The head of the union that represents nearly 1,000 prosecutors within Los Angeles County accused District Attorney George Gascon on Monday of keeping silent amid a surge in brazen smash-and-grab burglaries and robberies that have become increasingly violent. 

Eric Siddall, vice president of the Association of Los Angeles Deputy District Attorneys, said the top prosecutor cares more about the rights of criminal suspects than crime victims as gangs of thieves continue to loot retail stores for thousands of dollars in merchandise, often in front of customers and staff. 

Last week, 14 suspects allegedly involved in 11 smash-and-grab robberies last month were arrested and back on the street hours later because of zero-bail policies. They remain free while awaiting their cases to play out in court. 

Los Angeles County District Attorney George Gascon speaks after he was sworn in during a mostly-virtual ceremony in downtown Los Angeles in December 2020. A recall campaign is underway by a group opposed to his progressive policies. (Bryan Chan/County of Los Angeles via AP) (Bryan Chan/County of Los Angeles via AP)

"If you look at the 14 people arrested, they could have been charged, there could have been bail amounts set, but none of that was done because the district attorney refuses to take a leadership position on this issue," Siddall told Fox News. "He's created an atmosphere devoid of accountability."

In a statement to Fox News, Alex Bastian, special advisor to Gascon, said the DA's office was working with law enforcement and will review the cases to determine what criminal charges are appropriate.

"Our Organized Crime and Cyber Crime Divisions are involved because often many of these cases can be interconnected and part of these crimes happens online," he said. "These brazen acts hurt all of us; retailers, employees and customers alike. We will hold those responsible accountable."

He declined to comment further. 

Gascon has come under increasing scrutiny since taking office last year over his progressive policies critics say are too soft on crime. Opponents launched a second recall effort against him Monday after the first failed to gather enough signatures by the Oct. 26 deadline. 

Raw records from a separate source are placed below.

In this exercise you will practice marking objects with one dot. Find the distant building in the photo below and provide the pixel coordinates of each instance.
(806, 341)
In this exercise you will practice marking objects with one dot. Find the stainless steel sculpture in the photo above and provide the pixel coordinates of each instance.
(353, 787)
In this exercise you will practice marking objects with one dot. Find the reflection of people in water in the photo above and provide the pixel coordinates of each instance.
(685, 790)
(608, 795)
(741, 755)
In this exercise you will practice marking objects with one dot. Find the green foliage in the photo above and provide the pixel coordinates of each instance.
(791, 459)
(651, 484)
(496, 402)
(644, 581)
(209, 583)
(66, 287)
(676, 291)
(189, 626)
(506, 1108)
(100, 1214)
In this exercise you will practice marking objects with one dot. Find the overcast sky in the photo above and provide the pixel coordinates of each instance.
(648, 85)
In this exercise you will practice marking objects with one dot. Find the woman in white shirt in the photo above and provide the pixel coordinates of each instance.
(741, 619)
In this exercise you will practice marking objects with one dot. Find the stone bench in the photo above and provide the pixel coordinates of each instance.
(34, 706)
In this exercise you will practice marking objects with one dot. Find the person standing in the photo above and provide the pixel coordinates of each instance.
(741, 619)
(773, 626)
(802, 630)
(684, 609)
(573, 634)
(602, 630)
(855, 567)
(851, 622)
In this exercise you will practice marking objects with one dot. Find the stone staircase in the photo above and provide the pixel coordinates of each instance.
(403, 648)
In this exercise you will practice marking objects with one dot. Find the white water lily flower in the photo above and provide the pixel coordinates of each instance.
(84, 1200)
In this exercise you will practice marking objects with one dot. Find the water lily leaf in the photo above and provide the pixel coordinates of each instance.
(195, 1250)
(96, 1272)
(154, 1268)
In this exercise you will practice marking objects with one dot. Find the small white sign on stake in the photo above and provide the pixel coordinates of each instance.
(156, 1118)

Los Angeles and San Francisco have seen numerous robberies targeting retail stores, pharmacies and cannabis dispensaries in recent months. In San Francisco and its surrounding suburbs, armed caravans have roamed the streets at night looking for potential scores and have brazenly opened fire near police officers, authorities there have said. 


Both cities have placed in the top 10 for the National Retail Federation's list of cities most impacted by organized retail theft, with the other California locale on the list being Sacramento, the capital. In Beverly Hills, Jacqueline Avant, wife of music executive Clarence Avant, was killed last week by a suspected burglar. 

The zero-bail policies that have grabbed so much attention amid the crime wave were designed to reduce the jail population as the COVID-19 pandemic took hold in the United States. Los Angeles police Chief Michel Moore said the effort has had unintended consequences. 

"There are individuals in communities that look at that as a lack of consequences, a lack of deterrence and open season in which to go and commit these types of crimes," he told KNX Radio on Monday. "The crisis during COVID, while well-intended, the impact it had on the criminal justice system was significant and severe that it's developing another crisis in public safety. We have an offender base that commits and are willing to commit serious and violent crimes and we need to make sure the criminal justice system acts as a deterrent."

Officials in San Jose and Santa Clara County slammed zero-bail last week when two suspects allegedly linked to a Halloween murder were freed to await trial outside of jail walls. Another case in Los Angeles County resulted in a car-theft suspect being arrested 13 times over 12 weeks.

Others lay the blame on Proposition 47, the voter-approved measure that reclassified felony thefts cases under $950 to misdemeanors. However, those choosing to blame judges for setting suspects free or Prop 47 are shifting responsibility. 


"We didn't have these flash mobs for many, many years," Siddall said. "You really cannot blame Prop 47. When people are engaged in a conspiracy to commit larceny, that becomes a felony. You can't say that the law is weak on these issues. You can't say that the judiciary is weak on these issues."

Others argue that imposing harsh punishment on those caught stealing doesn't serve as a deterrent to 

"Organized retail theft, grand theft and conspiracy to commit theft can all be charged as a felony," said Cristine Soto DeBerry, founder and executive director of the Prosecutors Alliance of California, of which Gascon and San Francisco District Attorney Chesa Boudin serve on the group's advisory committee. "People who commit these crimes don’t get caught 99% of the time, so those that claim the solution is ratcheting up punishment for the few who are caught should not be taken seriously."

She argues the certainty of being caught is a greater deterrent than the punishment, she said. 


Fox News has reached out to the San Francisco District Attorney's Office.